MS has brought me to the precipice of Secondary Progressive MS (SPMS). Officially I am transitioning from Relapsing Remitting MS (RRMS) to SPMS.  I’ve known this in my own heart since 2015, but now it’s in my chart as assessed by my neurologist Dr. M .  I  haven’t been the easiest patient for her to care for because my distrust of doctors runs deep.  This has meant that until this year the last Disease Modifying Drug (DMD) I took to try to prevent further Relapses was Gilenya. I was part of the study before it was approved, and the study unfortunately deepened my distrust of  the medications that are in my mind barely effective (anything less that 50% effective – and I’m just not willing to risk my other organs.) If I want to still be eligible for anything that’s new, I have to hold on to this transitioning status as long as possible because the truth is once I’m in the Progressive category there’s not a whole lot available to treat,  Which has meant I have agreed to take Mavenclad (cladribine) to try and hit pause and stop the steady slide down the disability scale (Or is it up? because the numbers on the scale ascend?)  I find the Expanded Disability Status Scale skewed on the whole walking portion –  because I am a part-time power-chair user and at an EDSS of 4 – if you asked e to walk 500 m without aid – it’s not happening without  a significant chance that I will fall, or not make it because my legs have tightened up so much making walking excruciating – zombie shuffle?

Mavenclad is a “mild” dose of chemotherapy.  I have finished the first year’s doses, and I’m now waiting for the blood tests to show my lymphocyte counts have started regenerating that blood test is at the end of September.

It wasn’t completely MS that forced me onto Long-term Disability, and it wasn’t the rigors of Mavenclad, it was my even bigger life long Shadow, Major Depressive Disorder with its side kick of Generalized Anxiety Disorder that made me realize something had to give because I couldn’t cope any longer, and I gave in to what my doctors had been after me for years to do – stop working. I want to believe that this isn’t permanent LTD.  My “job” was never work in the sense of dreading the 9-5 day where I sold my time for a salary.  I liked my work, I loved the people I work with, sure there were crappy things that sucked, but they never were bigger than the fun I had doing my job and when the job was up against impossible deadlines the people made the craziness worth it – every time.  I went into IT, something I had a natural talent for,  and it was fun.  Having to walk away because my body had decided to go off the rails IS infuriating to me.  But that’s just it.  Until my last day mid-February I was living beyond my body’s coping capacity.  It took 3 very serious conditions to get me to pay attention and realize I couldn’t keep it up any longer.  I still hope to find a way back to my career.  Mavenclad  however is a two year + 1 year immune system recovery and after June and July’s treatment this year – there is no way I can do this treatment and work in a meaningful capacity.

I’m still railing against all of it.  My fatigue levels are too high to do much of anything right now, and that is frustrating me. I struggle with figuring out how to contribute whatever it is I can contribute to something, but what? If I can’t get back to the career I love what do I have to contribute to? I didn’t realize the castle I was building was a sand castle, and that the tide was due to come in.

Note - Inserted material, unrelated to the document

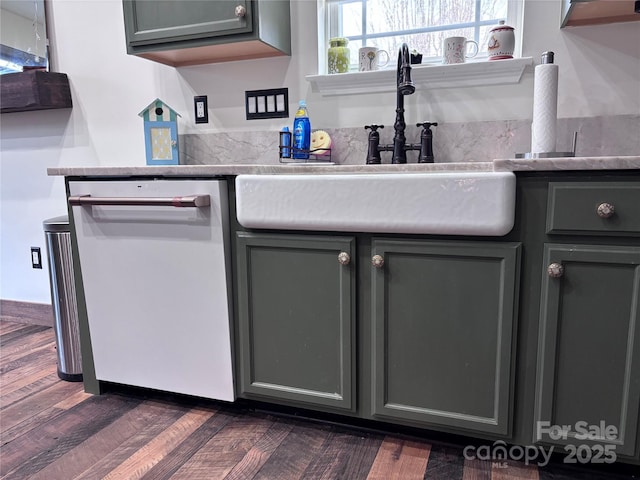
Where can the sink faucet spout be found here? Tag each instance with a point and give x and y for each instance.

So now I have to build a new castle that includes and makes space and room for all of me – currently broken body and mind – to find a new way to learn to live within this body and with this brain that had it’s fair share of traumas – which I have never acknowledged or really integrated. I need to build a new home and a new life.  I don’t even know where to start.  This isn’t the first time I have had to start over, and it probably won’t be my last.  This one is by far the toughest because this time I really have to face myself.